Dr Karen Becker has provided a useful guide for safely feeding recreational bones which includes the following advice:
- Only feed raw bones – never cooked, dried or steamed.
- Only feed a recreational or edible bone. A recreational bone is usually a large femur or hip bone, which is not intended to be eaten, but rather to provide something to gnaw on. They are great for mental stimulation and oral health generally. Edible bones are much softer, and are usually hollow non-weight bearing bones such as chicken wings or necks. They are soft, pliable and easily crushed by the animal’s jaws.
- Even raw bones can be dangerous if your dog is left unsupervised – accidents can happen in even the most safety conscious of homes. Think of your dog as a very young child eating with cutlery for the first time – if watched carefully, you can avoid anything untoward happening. Turn your back for too long, and someone may get hurt….!
- Be aware that any blood on the bone or around your dog’s mouth may be a sign of over aggressive gnawing, and you should remove the bone, just as you should remove any bone which has become small enough for your dog to swallow.
- Separate dogs in a multi-dog household before feeding bones. Dogs can get quite territorial about bones and some dogs will fight over them. Do not tolerate bone aggression. Teach the dog that you are allowed to remove their bone if necessary.
- Feed fresh raw bones in your dog’s crate, or on a towel or other surface you can clean, or outside as long as you can supervise him. Fresh raw bones become a gooey, greasy mess until your dog has gnawed them clean, so make sure to protect your flooring and furniture.
- Do not give bones to a dog that has had restorative dental work/crowns.
- Do not give them to your dog if he or she has a predisposition to pancreatitis.

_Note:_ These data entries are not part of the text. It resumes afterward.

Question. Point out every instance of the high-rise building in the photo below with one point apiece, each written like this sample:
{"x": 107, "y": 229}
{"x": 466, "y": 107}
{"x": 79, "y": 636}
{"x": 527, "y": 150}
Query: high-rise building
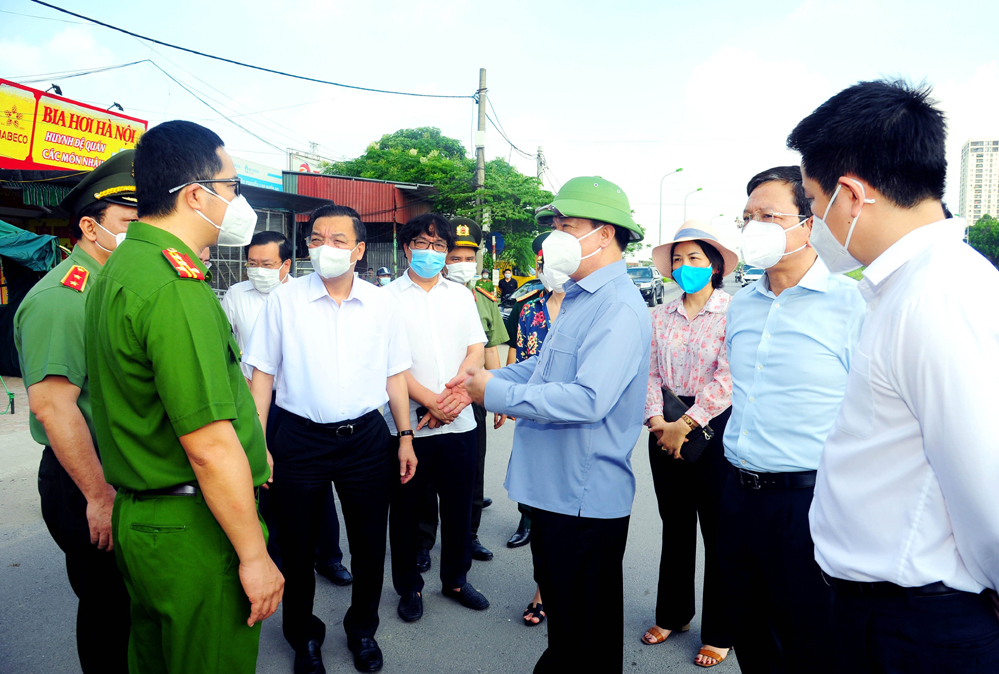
{"x": 979, "y": 179}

Raw bone marrow is very rich and can cause diarrhea and a flare-up of pancreatitis. Instead, you can feed a “low fat” version by thawing the bone and scooping out the marrow to reduce the fat content.
- Do not give a recreational bone to a dog that’s likely to try to swallow it whole or bite it in two and eat it in huge chunks. Try and ensure the bone is at least twice as wide as the dog’s jaw to start with, to avoid it being swallowed in one gulp.
If you follow these rules, I firmly believe you can safely give your dog a bone – sit back, watch, and enjoy your best friend doing what comes naturally. But beware those grateful, smelly, greasy kisses of thanks afterwards!